PUMAS and PUMAS-ensemble are summary-statistcis-based method to fine-tune, combine, and benchmark PRS methods using only GWAS summary statistics and a LD reference panel. If the PRS fine-tuning is the only task, please use PUMAS functions. Otherwise to achieve all three objectives, please use PUMAS-ensemble. A workflow of PUMAS/PUMAS-ensemble is shown below
- We are currently preparing additional LD reference datasets.
- Previous version of PUMAS for fine-tuning P+T/C+T PRSs is available here.
- 11/04/2022: Upload a tutorial for PUMAS and PUMAS-ensemble.

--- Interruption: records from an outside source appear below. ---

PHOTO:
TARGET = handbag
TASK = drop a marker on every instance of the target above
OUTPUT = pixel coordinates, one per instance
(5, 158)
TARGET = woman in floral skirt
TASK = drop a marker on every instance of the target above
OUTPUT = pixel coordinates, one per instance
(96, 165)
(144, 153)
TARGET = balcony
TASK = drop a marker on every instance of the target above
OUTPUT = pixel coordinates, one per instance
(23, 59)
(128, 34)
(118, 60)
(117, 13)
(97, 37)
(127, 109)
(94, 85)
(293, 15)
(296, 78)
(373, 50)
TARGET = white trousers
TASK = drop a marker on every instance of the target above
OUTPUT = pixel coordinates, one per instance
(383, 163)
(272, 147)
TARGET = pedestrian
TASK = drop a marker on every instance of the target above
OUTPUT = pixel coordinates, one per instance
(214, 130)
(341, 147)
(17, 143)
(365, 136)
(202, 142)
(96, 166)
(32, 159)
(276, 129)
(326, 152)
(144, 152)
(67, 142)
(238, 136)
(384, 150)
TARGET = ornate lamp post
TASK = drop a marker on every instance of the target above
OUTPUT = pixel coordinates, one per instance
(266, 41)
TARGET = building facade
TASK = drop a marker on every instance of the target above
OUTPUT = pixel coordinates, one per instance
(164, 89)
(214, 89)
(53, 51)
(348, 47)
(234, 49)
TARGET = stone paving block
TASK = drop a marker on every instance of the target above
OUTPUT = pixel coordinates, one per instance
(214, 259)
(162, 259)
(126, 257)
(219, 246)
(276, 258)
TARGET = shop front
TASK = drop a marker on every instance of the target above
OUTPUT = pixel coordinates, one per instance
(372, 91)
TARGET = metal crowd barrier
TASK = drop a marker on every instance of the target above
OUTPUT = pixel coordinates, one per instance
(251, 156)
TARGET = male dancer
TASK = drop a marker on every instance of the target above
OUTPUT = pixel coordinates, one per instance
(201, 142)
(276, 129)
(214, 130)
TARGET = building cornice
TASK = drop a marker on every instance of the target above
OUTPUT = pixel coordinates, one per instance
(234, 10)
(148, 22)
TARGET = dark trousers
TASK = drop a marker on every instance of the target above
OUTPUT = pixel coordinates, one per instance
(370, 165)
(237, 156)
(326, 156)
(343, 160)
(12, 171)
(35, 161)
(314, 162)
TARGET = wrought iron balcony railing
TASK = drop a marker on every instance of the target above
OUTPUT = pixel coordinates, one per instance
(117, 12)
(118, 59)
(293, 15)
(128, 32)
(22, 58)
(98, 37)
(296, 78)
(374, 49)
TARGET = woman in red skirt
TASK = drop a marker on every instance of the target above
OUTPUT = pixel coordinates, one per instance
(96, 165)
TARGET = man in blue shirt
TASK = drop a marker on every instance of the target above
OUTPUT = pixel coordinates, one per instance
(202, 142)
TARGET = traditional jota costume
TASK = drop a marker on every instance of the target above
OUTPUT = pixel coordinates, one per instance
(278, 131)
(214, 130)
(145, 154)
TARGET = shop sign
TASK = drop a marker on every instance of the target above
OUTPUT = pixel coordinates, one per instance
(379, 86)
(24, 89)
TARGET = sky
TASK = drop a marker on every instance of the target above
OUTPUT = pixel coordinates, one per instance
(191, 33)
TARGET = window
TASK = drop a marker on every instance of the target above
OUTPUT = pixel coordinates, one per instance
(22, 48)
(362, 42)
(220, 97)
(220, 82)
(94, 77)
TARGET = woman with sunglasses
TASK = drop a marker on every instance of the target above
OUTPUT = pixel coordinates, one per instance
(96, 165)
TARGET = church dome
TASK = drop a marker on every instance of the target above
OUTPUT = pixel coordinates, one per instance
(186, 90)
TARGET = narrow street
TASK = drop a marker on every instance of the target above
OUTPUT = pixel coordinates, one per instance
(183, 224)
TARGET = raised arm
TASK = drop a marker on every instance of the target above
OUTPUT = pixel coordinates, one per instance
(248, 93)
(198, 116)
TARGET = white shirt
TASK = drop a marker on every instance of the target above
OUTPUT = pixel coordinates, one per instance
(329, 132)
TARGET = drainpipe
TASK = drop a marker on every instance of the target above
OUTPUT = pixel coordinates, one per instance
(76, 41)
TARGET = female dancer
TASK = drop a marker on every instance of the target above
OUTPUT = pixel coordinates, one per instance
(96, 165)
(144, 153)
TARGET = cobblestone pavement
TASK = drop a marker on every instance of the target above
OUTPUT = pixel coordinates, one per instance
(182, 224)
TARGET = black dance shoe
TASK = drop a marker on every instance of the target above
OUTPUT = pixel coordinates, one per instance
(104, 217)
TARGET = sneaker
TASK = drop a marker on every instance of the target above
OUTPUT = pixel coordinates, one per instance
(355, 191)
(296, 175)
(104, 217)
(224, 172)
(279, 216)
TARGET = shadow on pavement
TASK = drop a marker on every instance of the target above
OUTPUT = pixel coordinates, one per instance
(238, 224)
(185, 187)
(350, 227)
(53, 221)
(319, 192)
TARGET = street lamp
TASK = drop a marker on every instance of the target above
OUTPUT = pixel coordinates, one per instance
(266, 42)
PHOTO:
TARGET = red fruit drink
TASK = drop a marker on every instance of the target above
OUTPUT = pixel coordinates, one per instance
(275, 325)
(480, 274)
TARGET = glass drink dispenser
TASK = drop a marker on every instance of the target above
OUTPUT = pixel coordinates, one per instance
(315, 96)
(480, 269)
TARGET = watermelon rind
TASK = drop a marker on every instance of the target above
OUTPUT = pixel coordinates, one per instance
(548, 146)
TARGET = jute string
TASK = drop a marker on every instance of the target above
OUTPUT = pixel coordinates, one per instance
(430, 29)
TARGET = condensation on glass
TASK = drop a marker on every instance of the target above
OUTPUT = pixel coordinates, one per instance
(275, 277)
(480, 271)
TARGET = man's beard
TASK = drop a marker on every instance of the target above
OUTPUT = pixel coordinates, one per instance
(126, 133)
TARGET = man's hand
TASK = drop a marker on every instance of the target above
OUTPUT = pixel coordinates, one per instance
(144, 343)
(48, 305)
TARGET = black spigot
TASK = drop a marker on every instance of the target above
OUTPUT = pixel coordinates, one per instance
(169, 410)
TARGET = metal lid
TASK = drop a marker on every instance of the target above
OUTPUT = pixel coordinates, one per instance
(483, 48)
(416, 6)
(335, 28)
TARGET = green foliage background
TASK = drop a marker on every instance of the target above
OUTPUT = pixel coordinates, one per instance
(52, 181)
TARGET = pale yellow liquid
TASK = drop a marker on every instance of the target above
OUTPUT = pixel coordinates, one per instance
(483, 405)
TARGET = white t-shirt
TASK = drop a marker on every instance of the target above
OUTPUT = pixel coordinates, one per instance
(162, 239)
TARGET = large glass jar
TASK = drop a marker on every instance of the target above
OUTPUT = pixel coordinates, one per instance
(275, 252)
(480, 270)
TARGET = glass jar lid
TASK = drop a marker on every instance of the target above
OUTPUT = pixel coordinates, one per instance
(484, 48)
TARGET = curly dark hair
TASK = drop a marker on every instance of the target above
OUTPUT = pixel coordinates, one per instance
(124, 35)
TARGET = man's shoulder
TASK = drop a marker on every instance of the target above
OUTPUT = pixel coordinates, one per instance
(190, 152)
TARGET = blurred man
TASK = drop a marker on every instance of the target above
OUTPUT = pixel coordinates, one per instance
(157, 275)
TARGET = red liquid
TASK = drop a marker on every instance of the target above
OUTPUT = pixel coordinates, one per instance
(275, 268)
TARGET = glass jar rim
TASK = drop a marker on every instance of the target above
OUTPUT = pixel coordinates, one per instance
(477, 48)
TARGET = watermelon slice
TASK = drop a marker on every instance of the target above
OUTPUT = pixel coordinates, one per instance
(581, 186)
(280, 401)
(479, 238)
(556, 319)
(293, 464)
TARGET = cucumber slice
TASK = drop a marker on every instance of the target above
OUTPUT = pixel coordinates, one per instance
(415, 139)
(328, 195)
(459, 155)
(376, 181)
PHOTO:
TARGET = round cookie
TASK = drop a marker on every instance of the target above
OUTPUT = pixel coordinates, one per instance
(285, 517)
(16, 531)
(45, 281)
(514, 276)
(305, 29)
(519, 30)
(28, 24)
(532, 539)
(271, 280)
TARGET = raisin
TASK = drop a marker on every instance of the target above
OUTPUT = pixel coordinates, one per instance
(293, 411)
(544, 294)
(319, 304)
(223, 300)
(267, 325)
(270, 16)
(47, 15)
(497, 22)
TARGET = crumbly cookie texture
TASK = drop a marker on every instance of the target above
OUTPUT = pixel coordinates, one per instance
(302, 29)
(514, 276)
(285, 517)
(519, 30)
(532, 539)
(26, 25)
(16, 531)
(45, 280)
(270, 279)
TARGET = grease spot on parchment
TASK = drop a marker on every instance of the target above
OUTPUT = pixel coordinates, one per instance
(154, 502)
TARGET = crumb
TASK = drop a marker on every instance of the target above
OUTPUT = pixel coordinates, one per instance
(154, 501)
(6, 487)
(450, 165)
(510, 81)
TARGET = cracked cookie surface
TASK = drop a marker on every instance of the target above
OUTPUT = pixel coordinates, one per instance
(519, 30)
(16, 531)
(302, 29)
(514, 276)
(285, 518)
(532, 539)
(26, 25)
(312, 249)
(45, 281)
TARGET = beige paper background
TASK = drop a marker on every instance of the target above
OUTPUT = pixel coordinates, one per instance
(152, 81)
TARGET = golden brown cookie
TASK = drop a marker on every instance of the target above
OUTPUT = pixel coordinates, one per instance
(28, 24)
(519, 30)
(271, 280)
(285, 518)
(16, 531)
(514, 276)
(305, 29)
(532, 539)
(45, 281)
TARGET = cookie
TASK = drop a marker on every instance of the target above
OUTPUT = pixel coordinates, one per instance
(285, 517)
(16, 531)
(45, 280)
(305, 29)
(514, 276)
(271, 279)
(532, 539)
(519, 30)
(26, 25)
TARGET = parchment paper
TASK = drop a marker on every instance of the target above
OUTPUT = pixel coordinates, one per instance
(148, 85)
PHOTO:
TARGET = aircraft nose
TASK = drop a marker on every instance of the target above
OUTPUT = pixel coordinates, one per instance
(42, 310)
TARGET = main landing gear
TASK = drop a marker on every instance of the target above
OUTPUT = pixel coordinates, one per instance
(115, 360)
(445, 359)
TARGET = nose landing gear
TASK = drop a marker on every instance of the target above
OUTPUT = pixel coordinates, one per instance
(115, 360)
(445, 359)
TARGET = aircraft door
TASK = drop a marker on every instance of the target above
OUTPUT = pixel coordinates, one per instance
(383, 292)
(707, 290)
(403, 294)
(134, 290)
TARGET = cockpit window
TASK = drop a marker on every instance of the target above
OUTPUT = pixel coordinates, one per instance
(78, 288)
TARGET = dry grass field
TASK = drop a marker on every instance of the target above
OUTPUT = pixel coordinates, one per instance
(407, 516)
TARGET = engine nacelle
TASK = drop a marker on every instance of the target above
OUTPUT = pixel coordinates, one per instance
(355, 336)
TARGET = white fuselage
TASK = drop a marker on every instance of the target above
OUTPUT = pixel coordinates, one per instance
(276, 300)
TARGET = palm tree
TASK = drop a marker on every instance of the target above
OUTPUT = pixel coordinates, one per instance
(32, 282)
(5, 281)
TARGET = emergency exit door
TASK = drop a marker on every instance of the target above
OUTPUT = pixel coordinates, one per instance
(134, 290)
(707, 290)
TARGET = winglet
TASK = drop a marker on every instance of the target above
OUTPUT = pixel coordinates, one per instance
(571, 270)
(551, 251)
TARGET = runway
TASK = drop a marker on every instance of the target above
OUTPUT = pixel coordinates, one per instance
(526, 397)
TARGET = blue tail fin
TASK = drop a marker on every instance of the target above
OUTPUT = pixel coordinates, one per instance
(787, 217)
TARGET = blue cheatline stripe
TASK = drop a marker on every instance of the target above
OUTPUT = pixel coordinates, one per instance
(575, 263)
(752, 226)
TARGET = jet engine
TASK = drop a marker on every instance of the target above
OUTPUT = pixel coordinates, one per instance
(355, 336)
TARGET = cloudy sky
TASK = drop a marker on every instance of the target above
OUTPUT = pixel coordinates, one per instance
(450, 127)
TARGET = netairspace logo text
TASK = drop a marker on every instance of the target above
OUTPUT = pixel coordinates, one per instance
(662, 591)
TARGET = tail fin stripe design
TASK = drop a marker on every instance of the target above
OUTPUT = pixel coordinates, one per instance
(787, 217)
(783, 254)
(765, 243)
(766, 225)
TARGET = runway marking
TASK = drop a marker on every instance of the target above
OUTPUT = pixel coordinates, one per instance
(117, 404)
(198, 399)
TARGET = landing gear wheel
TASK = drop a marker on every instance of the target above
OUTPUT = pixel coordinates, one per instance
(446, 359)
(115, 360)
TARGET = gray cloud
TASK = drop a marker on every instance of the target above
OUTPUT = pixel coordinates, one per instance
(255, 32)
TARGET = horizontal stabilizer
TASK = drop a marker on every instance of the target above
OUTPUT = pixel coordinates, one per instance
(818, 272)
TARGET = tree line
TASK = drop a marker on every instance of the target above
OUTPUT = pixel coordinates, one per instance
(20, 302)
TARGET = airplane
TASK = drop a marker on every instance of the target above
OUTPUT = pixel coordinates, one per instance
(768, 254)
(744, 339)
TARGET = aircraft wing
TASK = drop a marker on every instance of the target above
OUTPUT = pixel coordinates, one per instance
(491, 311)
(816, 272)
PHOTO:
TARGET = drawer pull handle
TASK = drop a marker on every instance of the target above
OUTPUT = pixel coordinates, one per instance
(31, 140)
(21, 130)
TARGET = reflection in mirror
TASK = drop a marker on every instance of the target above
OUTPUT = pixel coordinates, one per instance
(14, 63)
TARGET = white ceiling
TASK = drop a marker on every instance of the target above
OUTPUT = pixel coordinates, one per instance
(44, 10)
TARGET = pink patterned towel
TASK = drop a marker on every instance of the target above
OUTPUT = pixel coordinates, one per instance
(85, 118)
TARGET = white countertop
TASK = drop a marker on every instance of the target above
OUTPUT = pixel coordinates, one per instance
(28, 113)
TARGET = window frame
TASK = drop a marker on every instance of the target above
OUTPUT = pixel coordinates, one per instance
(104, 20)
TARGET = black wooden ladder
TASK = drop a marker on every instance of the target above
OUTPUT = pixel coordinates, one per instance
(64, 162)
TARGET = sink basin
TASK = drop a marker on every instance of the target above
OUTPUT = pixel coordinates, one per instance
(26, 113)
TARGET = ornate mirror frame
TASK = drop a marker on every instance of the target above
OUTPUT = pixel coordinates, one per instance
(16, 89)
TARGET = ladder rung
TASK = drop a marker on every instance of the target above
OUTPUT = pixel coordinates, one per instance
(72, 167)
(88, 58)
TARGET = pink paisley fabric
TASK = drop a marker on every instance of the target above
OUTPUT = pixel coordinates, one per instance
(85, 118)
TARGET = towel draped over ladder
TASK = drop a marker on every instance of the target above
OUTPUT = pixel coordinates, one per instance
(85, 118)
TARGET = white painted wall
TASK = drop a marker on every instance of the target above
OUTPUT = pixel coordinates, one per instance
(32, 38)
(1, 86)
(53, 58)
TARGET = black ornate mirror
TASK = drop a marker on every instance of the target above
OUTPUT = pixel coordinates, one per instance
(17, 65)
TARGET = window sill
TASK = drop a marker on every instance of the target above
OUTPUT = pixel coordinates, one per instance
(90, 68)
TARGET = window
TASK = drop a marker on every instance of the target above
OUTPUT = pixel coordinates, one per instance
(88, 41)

- 01/30/2023: Upload a script and tutorial for cleaning GWAS sumamry statistics.
- Clone this repository by
git clone https://github.com/qlu-lab/PUMAS.git
- Downlaod the LD reference data constructed using 1000 Genomes Project Phase III European ancestry data
- Approximately independent LD blocks:
wget ftp://ftp.biostat.wisc.edu/pub/lu_group/Projects/PUMAS/LD/ld_1kg.RData
wget ftp://ftp.biostat.wisc.edu/pub/lu_group/Projects/PUMAS/LD/rs_1kg.RData
- Genotype data from the LD panel:
wget ftp://ftp.biostat.wisc.edu/pub/lu_group/Projects/PUMAS/LD/1kg_hm3_QCed_noM*
- Frequency data from the LD panel:
wget ftp://ftp.biostat.wisc.edu/pub/lu_group/Projects/PUMAS/Freq/1kg_hm3_QCed_noM_freq.frq
- If
wget
doesn't work, download the data above via box folder.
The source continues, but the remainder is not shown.